The main idea to Web 2.0 is social networking, a form of collaborating and sharing information across the World Wide Web. This sharing of information takes place in the form of status updates on Facebook or MySpace, blog posts, tagging photos on Flikr or Pinterest. What comes with sharing information across the web is the opportunity for someone to judge it, comment on it, and share it with others.  As Meredith Farkas talked about Library 2.0 in 2007 at UC Berkeley she mentioned multiple times the use of comments as a  key  to better serve your patrons. (Watch Lecture) As information professionals we need to know how information is accessed so we can most readily accessible. Comments are a way to get in touch with what our users need, how they learn, and what they want. As Farkas said, letting your users comment is risky, they do not always say nice things about us and our resources but they allow us to learn how to be better librarians.

As Tim O’Reilly stated in a video clip, “The cardinal rule is that users add value”. Most of our users are social network gurus, they thrive through Facebook, MySpace, YouTube, Flikr, Twitter and blogs (Blogger, WordPress). We need to make ways for them to contact us through a platform they understand; this is why comment access is so important in our platforms. Our users need to know they are getting our attention to help better the library. Without users libraries could not exist in their true form; informational powerhouses.

Web 2.0 provides the ability to have these comments accessed. We can post questions to our Facebook or MySpace pages that allow the student to connect with us in their territory. Farkus gave an example of a school that used Facebook specifically to find out what students want in the collection and to recommend material to add. They posted questions on their library Facebook page and students answered; they left multiple comments recommending items they felt would be helpful to have in the library.
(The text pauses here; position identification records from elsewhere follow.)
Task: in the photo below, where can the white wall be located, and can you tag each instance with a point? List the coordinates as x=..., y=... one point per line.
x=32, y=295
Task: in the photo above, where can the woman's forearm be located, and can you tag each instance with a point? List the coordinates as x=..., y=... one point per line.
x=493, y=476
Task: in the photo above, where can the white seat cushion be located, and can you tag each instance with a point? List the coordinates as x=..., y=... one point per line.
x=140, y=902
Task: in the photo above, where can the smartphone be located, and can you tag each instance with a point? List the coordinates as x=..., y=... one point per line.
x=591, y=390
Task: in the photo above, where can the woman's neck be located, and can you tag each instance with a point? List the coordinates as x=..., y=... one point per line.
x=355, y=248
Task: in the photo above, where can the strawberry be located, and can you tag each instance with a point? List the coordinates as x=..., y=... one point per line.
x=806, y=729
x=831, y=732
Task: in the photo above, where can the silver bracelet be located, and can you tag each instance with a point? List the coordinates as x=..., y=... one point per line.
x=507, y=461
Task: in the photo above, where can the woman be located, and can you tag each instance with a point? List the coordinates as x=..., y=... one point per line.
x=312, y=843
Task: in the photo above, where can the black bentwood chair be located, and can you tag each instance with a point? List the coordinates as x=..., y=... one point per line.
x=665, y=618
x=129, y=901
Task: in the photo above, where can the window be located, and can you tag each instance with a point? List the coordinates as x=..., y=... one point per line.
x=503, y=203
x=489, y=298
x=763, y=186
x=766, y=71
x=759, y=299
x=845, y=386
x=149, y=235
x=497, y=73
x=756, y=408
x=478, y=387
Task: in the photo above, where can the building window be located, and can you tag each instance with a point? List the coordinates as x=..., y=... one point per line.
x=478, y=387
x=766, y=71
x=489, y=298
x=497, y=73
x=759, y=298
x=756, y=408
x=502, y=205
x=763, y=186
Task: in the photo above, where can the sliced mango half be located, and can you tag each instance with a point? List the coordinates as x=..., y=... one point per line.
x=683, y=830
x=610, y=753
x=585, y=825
The fact that students responded to questions posted in a status update on Facebook enforces the idea that it is important to be actively engaged in social networking.

We need to immerse ourselves in to social networking but one step at a time. As Farkas said often we are excited about the new technology and we want to implement it immediately without realizing the time it takes to keep up with it. It takes time and planning to keep up a successful and helpful blog. We can step out there and sign up for a MySpace page, Facebook account, Twitter account, Blogger and Wiki-page but if we do not have the time or knowledge to make use all these factions what good is it to us or our patrons?

Web 2.0 on the surface is invigorating, under the surface it is still invigorating but drenched in an overwhelming amount of information and options. If we can restrain ourselves from diving headfirst into a three foot pool of water we will be able to successfully incorporate social networking and productive use of comments into our libraries. Take the stairs; test the water before you take the plunge.